Prevention of Rheumatic Fever and Diagnosis and Treatment of Acute Streptococcal Pharyngitis A Scientific Statement From the American Heart Association Rheumatic Fever, Endocarditis, and Kawasaki Disease Committee of the Council on Cardiovascular Disease in the Young, the Interdisciplinary Council on Functional Genomics and Translational Biology, and the Interdisciplinary Council on Quality of Care and Outcomes Research: Endorsed by the American Academy of Pediatrics

Primary prevention of acute rheumatic fever is accomplished by proper identification and adequate antibiotic treatment of group A beta-hemolytic streptococcal (GAS) tonsillopharyngitis. Diagnosis of GAS pharyngitis is best accomplished by combining clinical judgment with diagnostic test results, the criterion standard of which is the throat culture.

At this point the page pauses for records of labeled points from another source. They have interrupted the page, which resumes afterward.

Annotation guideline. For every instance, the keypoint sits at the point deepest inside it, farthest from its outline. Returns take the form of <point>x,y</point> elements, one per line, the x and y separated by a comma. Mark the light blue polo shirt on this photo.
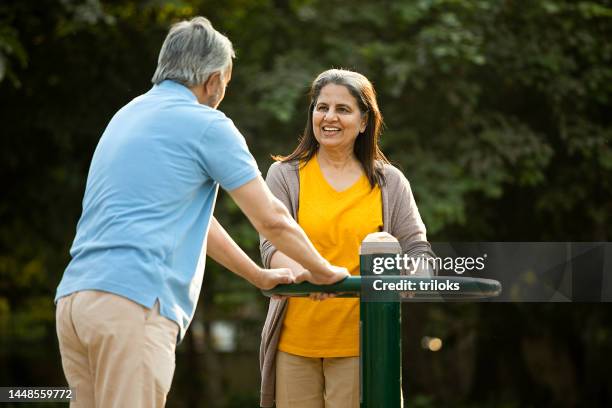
<point>149,200</point>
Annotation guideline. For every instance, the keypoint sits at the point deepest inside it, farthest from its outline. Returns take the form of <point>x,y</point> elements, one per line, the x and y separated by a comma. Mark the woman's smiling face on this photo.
<point>336,118</point>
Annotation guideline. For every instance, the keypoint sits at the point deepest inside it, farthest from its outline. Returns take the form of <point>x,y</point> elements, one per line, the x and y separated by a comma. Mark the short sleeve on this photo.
<point>225,155</point>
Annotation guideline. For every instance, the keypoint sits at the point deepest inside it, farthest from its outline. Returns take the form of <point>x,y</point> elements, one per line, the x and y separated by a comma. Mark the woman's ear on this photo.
<point>364,122</point>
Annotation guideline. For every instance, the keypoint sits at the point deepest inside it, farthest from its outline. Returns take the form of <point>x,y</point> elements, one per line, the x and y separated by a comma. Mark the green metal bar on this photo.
<point>380,322</point>
<point>471,288</point>
<point>380,344</point>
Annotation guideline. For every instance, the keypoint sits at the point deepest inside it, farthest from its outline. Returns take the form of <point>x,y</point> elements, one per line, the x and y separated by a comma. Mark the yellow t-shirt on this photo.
<point>336,223</point>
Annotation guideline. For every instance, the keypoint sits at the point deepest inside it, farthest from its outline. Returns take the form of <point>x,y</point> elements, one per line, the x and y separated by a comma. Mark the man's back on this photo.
<point>149,198</point>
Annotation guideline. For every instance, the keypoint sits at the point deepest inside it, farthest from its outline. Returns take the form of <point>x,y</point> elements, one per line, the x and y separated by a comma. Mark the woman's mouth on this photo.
<point>330,130</point>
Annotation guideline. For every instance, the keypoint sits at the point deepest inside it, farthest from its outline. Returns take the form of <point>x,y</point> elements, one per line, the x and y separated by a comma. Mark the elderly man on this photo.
<point>130,290</point>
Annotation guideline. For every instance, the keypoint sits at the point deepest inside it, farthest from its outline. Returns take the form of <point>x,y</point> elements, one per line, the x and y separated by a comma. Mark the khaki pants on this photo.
<point>307,382</point>
<point>115,352</point>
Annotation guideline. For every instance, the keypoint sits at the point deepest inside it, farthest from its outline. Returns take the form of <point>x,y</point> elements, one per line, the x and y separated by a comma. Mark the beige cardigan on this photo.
<point>400,218</point>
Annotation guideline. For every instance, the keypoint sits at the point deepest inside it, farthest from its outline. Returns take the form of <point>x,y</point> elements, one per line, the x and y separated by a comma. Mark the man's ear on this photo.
<point>211,86</point>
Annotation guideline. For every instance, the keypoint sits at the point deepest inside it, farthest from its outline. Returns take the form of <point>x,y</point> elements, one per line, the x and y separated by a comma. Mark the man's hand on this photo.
<point>333,274</point>
<point>269,278</point>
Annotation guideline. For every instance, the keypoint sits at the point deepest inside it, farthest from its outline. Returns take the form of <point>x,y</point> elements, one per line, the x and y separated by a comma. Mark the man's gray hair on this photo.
<point>191,52</point>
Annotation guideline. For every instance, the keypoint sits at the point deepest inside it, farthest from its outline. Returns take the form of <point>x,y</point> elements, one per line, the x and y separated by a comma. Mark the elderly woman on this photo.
<point>340,187</point>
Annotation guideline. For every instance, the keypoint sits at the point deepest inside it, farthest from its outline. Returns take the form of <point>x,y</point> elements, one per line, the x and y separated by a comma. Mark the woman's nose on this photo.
<point>330,115</point>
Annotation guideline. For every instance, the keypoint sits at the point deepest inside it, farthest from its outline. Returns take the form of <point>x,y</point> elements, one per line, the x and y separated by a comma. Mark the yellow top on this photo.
<point>336,222</point>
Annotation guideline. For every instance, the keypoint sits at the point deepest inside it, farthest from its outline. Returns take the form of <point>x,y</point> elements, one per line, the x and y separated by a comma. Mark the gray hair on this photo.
<point>191,52</point>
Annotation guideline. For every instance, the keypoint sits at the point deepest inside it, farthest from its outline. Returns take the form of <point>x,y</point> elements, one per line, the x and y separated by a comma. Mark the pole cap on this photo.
<point>380,243</point>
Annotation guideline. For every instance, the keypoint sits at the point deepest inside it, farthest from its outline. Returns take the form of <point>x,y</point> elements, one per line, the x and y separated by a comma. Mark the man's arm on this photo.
<point>222,248</point>
<point>272,220</point>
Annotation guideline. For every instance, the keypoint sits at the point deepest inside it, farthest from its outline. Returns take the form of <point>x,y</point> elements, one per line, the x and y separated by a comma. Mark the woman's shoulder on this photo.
<point>284,170</point>
<point>283,166</point>
<point>392,174</point>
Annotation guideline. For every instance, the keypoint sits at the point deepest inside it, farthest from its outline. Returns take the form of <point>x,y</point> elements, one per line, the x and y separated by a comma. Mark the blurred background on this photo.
<point>498,112</point>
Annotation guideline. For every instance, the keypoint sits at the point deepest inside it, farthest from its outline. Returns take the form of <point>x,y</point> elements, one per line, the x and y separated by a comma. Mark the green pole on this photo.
<point>380,334</point>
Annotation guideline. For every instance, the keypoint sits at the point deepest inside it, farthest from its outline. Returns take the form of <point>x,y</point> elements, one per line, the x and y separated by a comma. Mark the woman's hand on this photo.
<point>269,278</point>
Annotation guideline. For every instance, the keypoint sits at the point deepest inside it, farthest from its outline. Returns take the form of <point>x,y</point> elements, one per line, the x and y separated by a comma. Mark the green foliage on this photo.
<point>497,111</point>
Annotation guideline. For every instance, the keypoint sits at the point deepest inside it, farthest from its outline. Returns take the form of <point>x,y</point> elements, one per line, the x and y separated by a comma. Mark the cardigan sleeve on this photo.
<point>406,223</point>
<point>276,181</point>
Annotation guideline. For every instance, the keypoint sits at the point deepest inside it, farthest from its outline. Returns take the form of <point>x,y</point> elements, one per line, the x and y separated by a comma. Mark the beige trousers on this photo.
<point>307,382</point>
<point>115,352</point>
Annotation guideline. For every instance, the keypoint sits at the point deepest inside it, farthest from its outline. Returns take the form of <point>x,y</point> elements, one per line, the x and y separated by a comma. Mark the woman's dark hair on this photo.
<point>366,146</point>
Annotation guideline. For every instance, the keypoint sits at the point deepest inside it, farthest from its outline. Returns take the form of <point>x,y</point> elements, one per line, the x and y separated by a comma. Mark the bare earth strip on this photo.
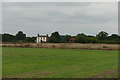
<point>106,74</point>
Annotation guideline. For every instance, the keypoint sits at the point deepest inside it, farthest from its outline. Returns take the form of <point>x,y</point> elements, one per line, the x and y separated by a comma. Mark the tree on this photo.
<point>55,38</point>
<point>102,35</point>
<point>81,38</point>
<point>20,36</point>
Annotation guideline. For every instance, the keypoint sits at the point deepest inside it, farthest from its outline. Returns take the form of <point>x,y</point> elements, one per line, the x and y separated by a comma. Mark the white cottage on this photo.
<point>42,38</point>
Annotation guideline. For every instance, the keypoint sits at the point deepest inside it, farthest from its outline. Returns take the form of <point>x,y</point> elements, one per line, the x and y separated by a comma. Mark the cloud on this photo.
<point>65,17</point>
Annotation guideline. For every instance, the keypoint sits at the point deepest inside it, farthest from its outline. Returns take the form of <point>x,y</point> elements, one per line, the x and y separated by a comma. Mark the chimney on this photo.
<point>38,34</point>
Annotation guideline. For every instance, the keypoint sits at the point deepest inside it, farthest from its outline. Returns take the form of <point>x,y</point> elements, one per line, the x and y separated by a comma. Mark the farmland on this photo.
<point>58,63</point>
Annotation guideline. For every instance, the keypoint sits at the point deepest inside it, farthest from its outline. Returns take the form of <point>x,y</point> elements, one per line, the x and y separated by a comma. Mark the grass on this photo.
<point>57,63</point>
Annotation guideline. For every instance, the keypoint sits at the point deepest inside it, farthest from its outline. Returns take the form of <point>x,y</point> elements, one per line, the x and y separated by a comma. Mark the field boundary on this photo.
<point>64,46</point>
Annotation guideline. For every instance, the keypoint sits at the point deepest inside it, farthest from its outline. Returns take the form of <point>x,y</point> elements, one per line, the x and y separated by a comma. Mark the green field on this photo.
<point>58,63</point>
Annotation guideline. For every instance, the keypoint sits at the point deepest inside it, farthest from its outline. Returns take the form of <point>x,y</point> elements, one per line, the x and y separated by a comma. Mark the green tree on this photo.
<point>55,38</point>
<point>20,36</point>
<point>102,35</point>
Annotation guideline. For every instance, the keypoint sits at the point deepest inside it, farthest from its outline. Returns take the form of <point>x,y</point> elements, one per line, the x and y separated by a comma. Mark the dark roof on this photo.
<point>42,35</point>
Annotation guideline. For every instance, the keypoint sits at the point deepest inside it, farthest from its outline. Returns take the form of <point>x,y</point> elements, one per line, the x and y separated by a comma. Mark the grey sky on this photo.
<point>65,17</point>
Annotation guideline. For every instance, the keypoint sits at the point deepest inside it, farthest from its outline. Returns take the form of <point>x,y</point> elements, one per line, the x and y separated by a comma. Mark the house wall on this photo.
<point>43,39</point>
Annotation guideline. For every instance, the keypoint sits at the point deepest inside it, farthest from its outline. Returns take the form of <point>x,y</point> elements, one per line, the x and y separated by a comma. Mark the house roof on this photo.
<point>42,35</point>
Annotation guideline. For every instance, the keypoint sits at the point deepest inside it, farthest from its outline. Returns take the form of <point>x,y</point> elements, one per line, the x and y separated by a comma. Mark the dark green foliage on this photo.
<point>55,38</point>
<point>101,37</point>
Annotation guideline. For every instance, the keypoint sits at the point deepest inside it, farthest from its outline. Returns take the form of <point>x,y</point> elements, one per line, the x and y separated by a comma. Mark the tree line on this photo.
<point>101,37</point>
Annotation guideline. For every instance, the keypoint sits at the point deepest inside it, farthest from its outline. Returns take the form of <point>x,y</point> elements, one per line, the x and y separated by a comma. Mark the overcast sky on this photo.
<point>65,17</point>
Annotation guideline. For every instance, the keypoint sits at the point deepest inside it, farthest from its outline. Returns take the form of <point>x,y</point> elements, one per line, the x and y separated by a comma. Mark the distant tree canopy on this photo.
<point>19,37</point>
<point>101,37</point>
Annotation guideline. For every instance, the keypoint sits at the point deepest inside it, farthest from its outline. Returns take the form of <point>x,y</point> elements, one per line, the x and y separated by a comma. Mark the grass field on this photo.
<point>59,63</point>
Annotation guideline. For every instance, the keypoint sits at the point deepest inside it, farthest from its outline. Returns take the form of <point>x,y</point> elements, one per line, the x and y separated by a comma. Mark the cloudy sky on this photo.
<point>65,17</point>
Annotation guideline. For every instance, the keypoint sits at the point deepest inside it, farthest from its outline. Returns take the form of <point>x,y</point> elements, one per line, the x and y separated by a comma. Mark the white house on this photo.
<point>42,38</point>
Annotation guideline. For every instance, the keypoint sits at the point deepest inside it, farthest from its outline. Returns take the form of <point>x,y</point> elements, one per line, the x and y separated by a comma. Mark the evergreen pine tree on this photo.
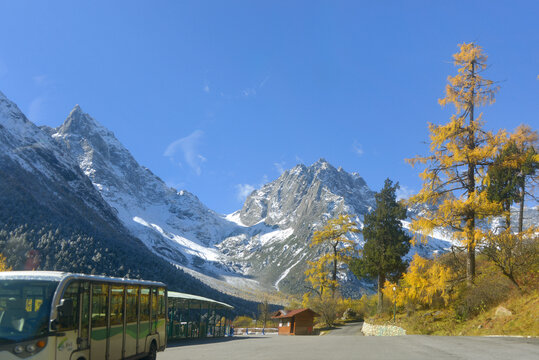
<point>386,242</point>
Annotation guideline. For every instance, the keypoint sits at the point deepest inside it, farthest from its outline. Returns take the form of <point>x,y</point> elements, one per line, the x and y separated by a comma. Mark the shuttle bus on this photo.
<point>64,316</point>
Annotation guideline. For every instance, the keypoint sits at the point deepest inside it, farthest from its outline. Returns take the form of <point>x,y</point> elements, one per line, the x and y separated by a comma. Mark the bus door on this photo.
<point>131,314</point>
<point>116,332</point>
<point>68,324</point>
<point>99,321</point>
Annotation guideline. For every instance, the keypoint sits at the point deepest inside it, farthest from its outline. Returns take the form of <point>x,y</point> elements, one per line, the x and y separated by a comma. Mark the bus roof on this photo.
<point>59,276</point>
<point>178,295</point>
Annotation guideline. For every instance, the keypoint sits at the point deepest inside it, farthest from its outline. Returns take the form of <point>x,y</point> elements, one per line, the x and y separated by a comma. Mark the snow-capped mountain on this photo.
<point>52,217</point>
<point>263,246</point>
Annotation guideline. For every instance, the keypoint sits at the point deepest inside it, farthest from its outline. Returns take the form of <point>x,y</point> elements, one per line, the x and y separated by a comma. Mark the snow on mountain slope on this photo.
<point>255,247</point>
<point>173,224</point>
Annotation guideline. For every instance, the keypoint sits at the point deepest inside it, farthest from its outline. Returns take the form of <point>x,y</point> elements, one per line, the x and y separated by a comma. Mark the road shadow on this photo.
<point>190,342</point>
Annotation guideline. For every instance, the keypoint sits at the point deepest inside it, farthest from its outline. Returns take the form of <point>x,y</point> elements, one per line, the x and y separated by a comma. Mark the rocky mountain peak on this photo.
<point>79,123</point>
<point>302,194</point>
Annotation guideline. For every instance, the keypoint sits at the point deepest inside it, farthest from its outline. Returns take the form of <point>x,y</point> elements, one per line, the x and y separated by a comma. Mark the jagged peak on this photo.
<point>79,122</point>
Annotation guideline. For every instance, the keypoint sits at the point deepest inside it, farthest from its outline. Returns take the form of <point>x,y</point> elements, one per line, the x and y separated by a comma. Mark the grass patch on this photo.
<point>523,322</point>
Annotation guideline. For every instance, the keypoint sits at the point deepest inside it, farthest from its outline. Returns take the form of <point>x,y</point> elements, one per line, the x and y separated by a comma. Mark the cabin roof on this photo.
<point>282,314</point>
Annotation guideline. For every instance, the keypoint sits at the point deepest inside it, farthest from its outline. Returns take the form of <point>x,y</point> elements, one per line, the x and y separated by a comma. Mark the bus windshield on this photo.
<point>25,309</point>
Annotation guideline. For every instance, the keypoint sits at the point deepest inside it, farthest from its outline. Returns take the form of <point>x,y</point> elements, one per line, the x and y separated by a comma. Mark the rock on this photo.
<point>502,312</point>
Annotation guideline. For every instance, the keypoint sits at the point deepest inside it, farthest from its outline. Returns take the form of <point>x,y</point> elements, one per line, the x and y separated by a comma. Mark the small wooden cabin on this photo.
<point>295,322</point>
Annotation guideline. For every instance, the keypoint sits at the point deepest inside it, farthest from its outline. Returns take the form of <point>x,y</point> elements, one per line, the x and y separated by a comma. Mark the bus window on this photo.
<point>85,315</point>
<point>117,305</point>
<point>155,309</point>
<point>71,292</point>
<point>144,328</point>
<point>132,299</point>
<point>99,305</point>
<point>162,309</point>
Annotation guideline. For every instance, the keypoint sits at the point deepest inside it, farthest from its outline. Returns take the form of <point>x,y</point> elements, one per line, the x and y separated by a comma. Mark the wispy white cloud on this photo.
<point>206,87</point>
<point>358,148</point>
<point>279,167</point>
<point>188,147</point>
<point>248,92</point>
<point>263,82</point>
<point>243,190</point>
<point>404,192</point>
<point>41,80</point>
<point>3,69</point>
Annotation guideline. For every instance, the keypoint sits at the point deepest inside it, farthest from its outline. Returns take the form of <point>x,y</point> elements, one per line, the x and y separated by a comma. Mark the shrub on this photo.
<point>488,291</point>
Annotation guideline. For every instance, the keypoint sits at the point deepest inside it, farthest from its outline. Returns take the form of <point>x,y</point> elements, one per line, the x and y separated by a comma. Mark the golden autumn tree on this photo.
<point>454,178</point>
<point>337,249</point>
<point>3,264</point>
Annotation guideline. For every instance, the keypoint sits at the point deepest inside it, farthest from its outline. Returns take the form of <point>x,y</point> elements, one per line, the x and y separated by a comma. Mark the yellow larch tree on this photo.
<point>422,283</point>
<point>454,177</point>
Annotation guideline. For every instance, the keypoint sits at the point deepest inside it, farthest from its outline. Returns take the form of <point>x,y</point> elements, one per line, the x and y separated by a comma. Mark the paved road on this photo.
<point>348,329</point>
<point>355,347</point>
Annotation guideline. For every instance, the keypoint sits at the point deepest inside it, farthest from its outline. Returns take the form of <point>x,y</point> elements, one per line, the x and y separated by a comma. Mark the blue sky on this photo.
<point>218,97</point>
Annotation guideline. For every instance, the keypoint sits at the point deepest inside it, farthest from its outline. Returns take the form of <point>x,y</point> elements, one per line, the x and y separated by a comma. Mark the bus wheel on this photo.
<point>152,355</point>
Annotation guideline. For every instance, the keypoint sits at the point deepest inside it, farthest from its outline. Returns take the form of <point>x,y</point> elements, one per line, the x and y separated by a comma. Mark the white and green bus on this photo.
<point>64,316</point>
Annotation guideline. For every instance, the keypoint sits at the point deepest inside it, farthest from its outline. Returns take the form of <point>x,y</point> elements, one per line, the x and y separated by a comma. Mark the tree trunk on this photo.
<point>470,265</point>
<point>521,210</point>
<point>334,277</point>
<point>381,281</point>
<point>470,216</point>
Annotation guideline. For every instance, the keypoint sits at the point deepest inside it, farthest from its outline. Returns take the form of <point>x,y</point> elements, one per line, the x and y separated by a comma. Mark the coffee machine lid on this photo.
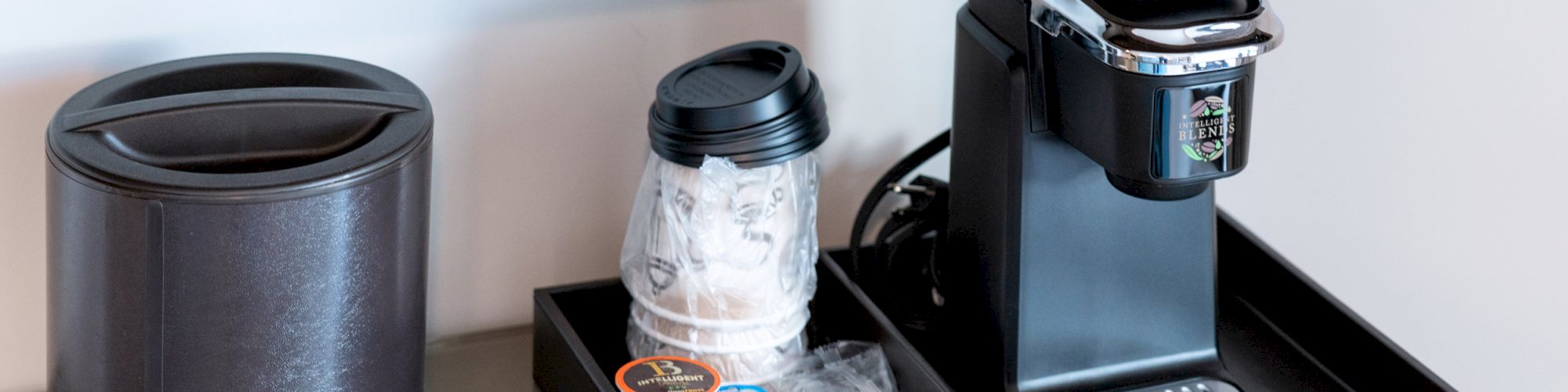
<point>1164,38</point>
<point>239,128</point>
<point>755,104</point>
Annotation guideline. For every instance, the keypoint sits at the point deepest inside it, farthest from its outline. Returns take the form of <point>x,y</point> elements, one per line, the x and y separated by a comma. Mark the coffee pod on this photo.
<point>735,368</point>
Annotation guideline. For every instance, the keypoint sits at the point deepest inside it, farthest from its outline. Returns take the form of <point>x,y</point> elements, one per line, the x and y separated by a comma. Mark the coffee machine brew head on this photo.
<point>1156,92</point>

Penicillin (either oral penicillin V or injectable benzathine penicillin) is the treatment of choice, because it is cost-effective, has a narrow spectrum of activity, and has long-standing proven efficacy, and GAS resistant to penicillin have not been documented. For penicillin-allergic individuals, acceptable alternatives include a narrow-spectrum oral cephalosporin, oral clindamycin, or various oral macrolides or azalides. The individual who has had an attack of rheumatic fever is at very high risk of developing recurrences after subsequent GAS pharyngitis and needs continuous antimicrobial prophylaxis to prevent such recurrences (secondary prevention). The recommended duration of prophylaxis depends on the number of previous attacks, the time elapsed since the last attack, the risk of exposure to GAS infections, the age of the patient, and the presence or absence of cardiac involvement. Penicillin is again the agent of choice for secondary prophylaxis, but sulfadiazine or a macrolide or azalide are acceptable alternatives in penicillin-allergic individuals. This report updates the 1995 statement by the American Heart Association Rheumatic Fever, Endocarditis, and Kawasaki Disease Committee. It includes new recommendations for the diagnosis and treatment of GAS pharyngitis, as well as for the secondary prevention of rheumatic fever, and classifies the strength of the recommendations and level of evidence supporting them.